Aspectos distintivos
O assalto ao Banco de Kreditbanken, liderado por Jan-Erick Olsson na Suécia em 1973, constituiu marco para os estudos da criminologia e psicologia. Os assaltantes fizeram quatro reféns e exigiram a libertação de um ex-companheiro de cela de Olsson, Clark Olofsson, para participar do crime em andamento. Os reféns foram mantidos em cativeiro por seis dias e submetidos a violências físicas e psicológicas; inesperadamente, alguns deles passaram a desenvolver laços afetivos com seus algozes, tendo Janne, uma dentre os aprisionados, se relacionado amorosamente com Clark Olofsson.

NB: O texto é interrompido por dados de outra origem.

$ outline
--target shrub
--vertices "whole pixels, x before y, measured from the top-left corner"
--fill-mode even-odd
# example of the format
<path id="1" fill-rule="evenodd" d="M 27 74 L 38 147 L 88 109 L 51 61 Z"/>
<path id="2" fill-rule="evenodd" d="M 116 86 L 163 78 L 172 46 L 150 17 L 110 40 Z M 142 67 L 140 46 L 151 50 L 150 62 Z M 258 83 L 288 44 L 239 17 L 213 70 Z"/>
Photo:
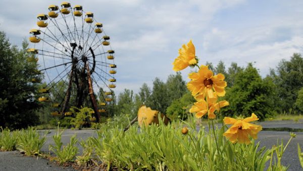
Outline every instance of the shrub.
<path id="1" fill-rule="evenodd" d="M 18 136 L 17 149 L 24 152 L 26 155 L 38 155 L 41 148 L 46 141 L 46 133 L 43 137 L 33 127 L 19 132 Z"/>
<path id="2" fill-rule="evenodd" d="M 254 112 L 263 120 L 266 115 L 272 116 L 275 110 L 274 88 L 271 80 L 262 79 L 258 70 L 249 64 L 236 74 L 233 86 L 227 90 L 226 99 L 229 105 L 223 108 L 222 113 L 230 116 Z"/>
<path id="3" fill-rule="evenodd" d="M 53 139 L 55 142 L 55 145 L 49 146 L 49 151 L 53 151 L 56 157 L 54 160 L 59 162 L 60 164 L 64 162 L 72 161 L 78 153 L 78 147 L 76 146 L 77 140 L 76 135 L 74 135 L 71 137 L 70 143 L 66 146 L 62 146 L 61 142 L 62 131 L 59 133 L 59 127 L 57 134 L 53 136 Z"/>
<path id="4" fill-rule="evenodd" d="M 0 151 L 13 151 L 16 149 L 18 131 L 11 132 L 8 129 L 1 128 L 0 134 Z"/>
<path id="5" fill-rule="evenodd" d="M 75 128 L 81 129 L 83 127 L 89 127 L 93 121 L 93 110 L 87 107 L 78 108 L 76 107 L 71 108 L 72 112 L 75 113 L 76 117 L 71 120 L 71 124 Z"/>
<path id="6" fill-rule="evenodd" d="M 301 112 L 301 113 L 303 113 L 303 87 L 298 92 L 298 97 L 294 105 Z"/>
<path id="7" fill-rule="evenodd" d="M 180 98 L 173 101 L 166 109 L 166 115 L 171 120 L 186 120 L 189 115 L 188 110 L 195 101 L 190 92 L 187 92 Z"/>

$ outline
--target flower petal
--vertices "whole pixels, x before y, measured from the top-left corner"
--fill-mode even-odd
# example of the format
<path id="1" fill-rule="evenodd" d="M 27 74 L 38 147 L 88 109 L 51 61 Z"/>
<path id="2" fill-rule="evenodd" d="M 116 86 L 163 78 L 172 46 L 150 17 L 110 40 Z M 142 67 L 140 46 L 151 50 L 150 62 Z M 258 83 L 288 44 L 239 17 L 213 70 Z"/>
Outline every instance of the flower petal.
<path id="1" fill-rule="evenodd" d="M 183 70 L 188 66 L 188 63 L 184 62 L 179 58 L 176 59 L 173 65 L 174 65 L 173 70 L 176 72 Z"/>
<path id="2" fill-rule="evenodd" d="M 258 120 L 259 120 L 259 118 L 258 118 L 258 117 L 256 115 L 255 115 L 255 113 L 251 113 L 251 117 L 244 119 L 244 120 L 243 120 L 243 121 L 246 122 L 250 122 Z"/>
<path id="3" fill-rule="evenodd" d="M 200 118 L 203 117 L 204 116 L 205 116 L 207 112 L 207 110 L 201 110 L 200 111 L 199 111 L 197 113 L 196 113 L 195 117 L 197 118 Z"/>
<path id="4" fill-rule="evenodd" d="M 237 120 L 230 117 L 224 117 L 223 122 L 225 125 L 234 124 L 237 122 Z"/>

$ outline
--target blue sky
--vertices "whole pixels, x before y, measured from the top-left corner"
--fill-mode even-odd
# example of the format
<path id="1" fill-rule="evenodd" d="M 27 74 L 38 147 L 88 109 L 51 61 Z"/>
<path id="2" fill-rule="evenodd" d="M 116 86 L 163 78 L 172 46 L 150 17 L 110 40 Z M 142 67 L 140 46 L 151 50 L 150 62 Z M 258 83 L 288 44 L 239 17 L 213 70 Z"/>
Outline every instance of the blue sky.
<path id="1" fill-rule="evenodd" d="M 303 50 L 302 1 L 72 1 L 104 24 L 116 52 L 116 90 L 136 92 L 155 77 L 165 81 L 183 44 L 192 39 L 200 64 L 256 62 L 265 76 Z M 36 16 L 61 1 L 2 0 L 0 29 L 20 45 Z M 184 79 L 190 71 L 182 71 Z"/>

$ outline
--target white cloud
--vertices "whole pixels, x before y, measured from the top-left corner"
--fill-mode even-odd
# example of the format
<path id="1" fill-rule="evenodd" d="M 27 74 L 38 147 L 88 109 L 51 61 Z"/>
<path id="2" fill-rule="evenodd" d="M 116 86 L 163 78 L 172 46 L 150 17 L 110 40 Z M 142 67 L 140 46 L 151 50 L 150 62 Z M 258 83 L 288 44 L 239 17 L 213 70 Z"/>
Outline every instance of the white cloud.
<path id="1" fill-rule="evenodd" d="M 36 15 L 47 13 L 48 5 L 60 6 L 62 2 L 3 0 L 0 29 L 13 44 L 21 45 L 28 31 L 36 27 Z M 143 82 L 151 84 L 156 77 L 165 81 L 174 73 L 172 63 L 178 49 L 190 39 L 201 59 L 200 64 L 206 61 L 216 64 L 221 60 L 227 65 L 235 62 L 245 65 L 256 61 L 263 76 L 281 59 L 302 51 L 303 11 L 297 2 L 277 3 L 277 10 L 270 4 L 263 10 L 250 9 L 254 8 L 250 6 L 255 3 L 252 0 L 70 2 L 93 12 L 95 20 L 103 23 L 111 36 L 118 67 L 118 91 L 124 88 L 137 91 Z M 258 10 L 273 11 L 274 15 L 258 16 Z M 226 14 L 229 17 L 225 17 Z"/>

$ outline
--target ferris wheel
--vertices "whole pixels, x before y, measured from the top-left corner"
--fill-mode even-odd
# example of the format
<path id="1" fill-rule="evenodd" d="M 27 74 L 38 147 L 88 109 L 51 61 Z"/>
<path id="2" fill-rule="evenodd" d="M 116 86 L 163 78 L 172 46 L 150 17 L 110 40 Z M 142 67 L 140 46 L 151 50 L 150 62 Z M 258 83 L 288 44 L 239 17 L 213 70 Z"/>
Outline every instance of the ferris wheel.
<path id="1" fill-rule="evenodd" d="M 68 111 L 71 106 L 90 106 L 98 121 L 116 87 L 110 37 L 93 13 L 80 5 L 64 2 L 38 15 L 39 28 L 30 30 L 32 44 L 27 50 L 28 61 L 38 63 L 46 82 L 38 100 L 52 102 L 52 115 L 62 117 L 73 115 Z M 33 84 L 39 81 L 32 79 Z"/>

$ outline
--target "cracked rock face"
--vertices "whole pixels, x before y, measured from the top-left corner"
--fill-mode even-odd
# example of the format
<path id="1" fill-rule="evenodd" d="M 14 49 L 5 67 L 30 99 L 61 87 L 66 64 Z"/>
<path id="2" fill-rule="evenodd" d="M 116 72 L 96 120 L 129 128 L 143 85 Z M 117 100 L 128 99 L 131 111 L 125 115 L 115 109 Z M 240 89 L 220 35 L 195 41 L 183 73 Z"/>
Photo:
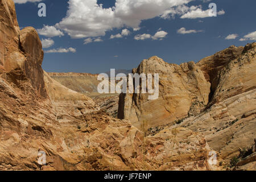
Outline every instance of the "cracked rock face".
<path id="1" fill-rule="evenodd" d="M 13 1 L 0 0 L 0 169 L 213 169 L 201 134 L 178 128 L 145 136 L 53 80 L 41 68 L 36 31 L 19 30 Z"/>
<path id="2" fill-rule="evenodd" d="M 138 128 L 175 123 L 199 113 L 208 102 L 210 84 L 193 62 L 178 65 L 154 56 L 143 60 L 135 73 L 159 75 L 158 99 L 148 100 L 147 94 L 120 96 L 119 118 L 130 119 Z"/>
<path id="3" fill-rule="evenodd" d="M 159 73 L 160 97 L 148 101 L 142 94 L 121 94 L 119 117 L 150 127 L 148 134 L 179 126 L 201 132 L 226 164 L 255 138 L 255 52 L 253 43 L 231 46 L 196 64 L 143 60 L 134 71 Z"/>

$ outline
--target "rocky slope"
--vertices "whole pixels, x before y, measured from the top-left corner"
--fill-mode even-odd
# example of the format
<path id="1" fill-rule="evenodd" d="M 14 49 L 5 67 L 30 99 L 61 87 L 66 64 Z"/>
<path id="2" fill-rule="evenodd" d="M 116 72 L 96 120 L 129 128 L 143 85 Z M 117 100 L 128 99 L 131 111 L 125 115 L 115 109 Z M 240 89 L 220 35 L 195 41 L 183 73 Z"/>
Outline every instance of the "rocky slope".
<path id="1" fill-rule="evenodd" d="M 53 80 L 36 31 L 19 30 L 11 0 L 0 0 L 0 169 L 215 169 L 201 134 L 179 127 L 145 136 Z"/>
<path id="2" fill-rule="evenodd" d="M 256 138 L 255 52 L 253 43 L 197 64 L 177 65 L 155 56 L 143 60 L 134 73 L 159 73 L 159 97 L 121 94 L 118 117 L 148 129 L 148 134 L 179 126 L 201 132 L 228 163 Z"/>
<path id="3" fill-rule="evenodd" d="M 51 77 L 69 89 L 82 93 L 97 92 L 97 75 L 77 73 L 48 73 Z"/>
<path id="4" fill-rule="evenodd" d="M 159 96 L 148 100 L 148 94 L 120 96 L 118 118 L 146 129 L 174 123 L 188 115 L 198 114 L 208 103 L 210 84 L 195 63 L 169 64 L 154 56 L 144 60 L 133 73 L 159 73 Z"/>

A alcunha Síndrome de Norrmalmstorg, assim denominada em referência à praça onde aconteceu o assalto, ficou posteriormente conhecida como Síndrome de Estocolmo, condição psicológica específica proposta pelo psiquiatra e criminologista Nils Bejerot a partir da afirmação de que qualquer pessoa que vivencie situação extrema e crítica, onde a liberdade e vida ficam completamente à mercê do agressor, como no caso apresentado, pode ficar sujeita a um fenômeno psicológico que possibilita o desenvolvimento de sentimentos positivos ou de identificação com relação aos agressores, e de sentimentos negativos ou de resistência em cooperar com a polícia e outras autoridades.
Análise
Primeiramente, críticas acerca da condição adquirem relevância pois a denominada "síndrome" não é mencionada em manuais nosológicos de referência sendo, propriamente, reconhecida como uma denominação de senso comum, dado que quadros sindrômicos são descritos por um conjunto de sinais e sintomas que não podem ser atribuídos a uma causa específica. Desse modo, conforme estudos acerca da condição adquiriram importância, permitindo questionar e olhar criticamente para a romantização de eventos que culminam na normalização de outros tipos de violência, o indiscriminado uso da nomenclatura da "síndrome" passou a ser observado, considerando o seu potencial de gerar influências socialmente negativas.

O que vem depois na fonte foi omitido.